Gestionar para gobernar, gobernar para conducir
La pandemia llevó a Alberto Fernández a enfocarse casi exclusivamente en tramitar el día a día, contentarse con intervenir en la realidad sólo por momentos y posponer cualquier intención de impulsar transformaciones políticas
Los objetivos que puede plantearse un determinado proyecto político abarcan tres niveles. Ordenados de mayor a menor según su importancia, estos niveles son: conducir, gobernar y gestionar.
Conducir una nación hacia una etapa superadora implica impulsar grandes reformas, para lo cual se vuelve indispensable concitar el apoyo de una voluntad mayoritaria que alcance a contrapesar las resistencias que esos cambios generarían. Quien pretende conducir sabe que para lograr su objetivo necesitará de escenarios favorables, así como también de grandes virtudes y enormes esfuerzos.

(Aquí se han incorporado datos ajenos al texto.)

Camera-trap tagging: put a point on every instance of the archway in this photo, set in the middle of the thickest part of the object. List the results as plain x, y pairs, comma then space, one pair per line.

La tarea de gobernar se relaciona con el plano legal-institucional y se expresa en el desarrollo de negociaciones cotidianas y en el seguimiento de los detalles que hacen a las diversas pujas de interés. Quien apunta a gobernar debe valerse de sus saberes y habilidades generales, de su capacidad y, sobre todo, de su experiencia.
La tarea de gestionar busca paliar las adversidades, atenuar los daños y administrar la escasez de recursos buscando la mayor eficacia y eficiencia. Quien procura gestionar necesita contar con información confiable, sistemas burocráticos consistentes y conocimientos técnicos específicos.
Más allá de sus expectativas, las cuales apenas alcanzaron a vislumbrarse en algunos discursos inaugurales, la pandemia llevó a la administración de Alberto Fernández a enfocarse casi exclusivamente en tramitar el día a día, contentarse con intervenir en la realidad sólo por momentos y posponer –o quizás abandonar– cualquier intención de impulsar transformaciones políticas. Ni gobernar ni mucho menos conducir, apenas gestionar.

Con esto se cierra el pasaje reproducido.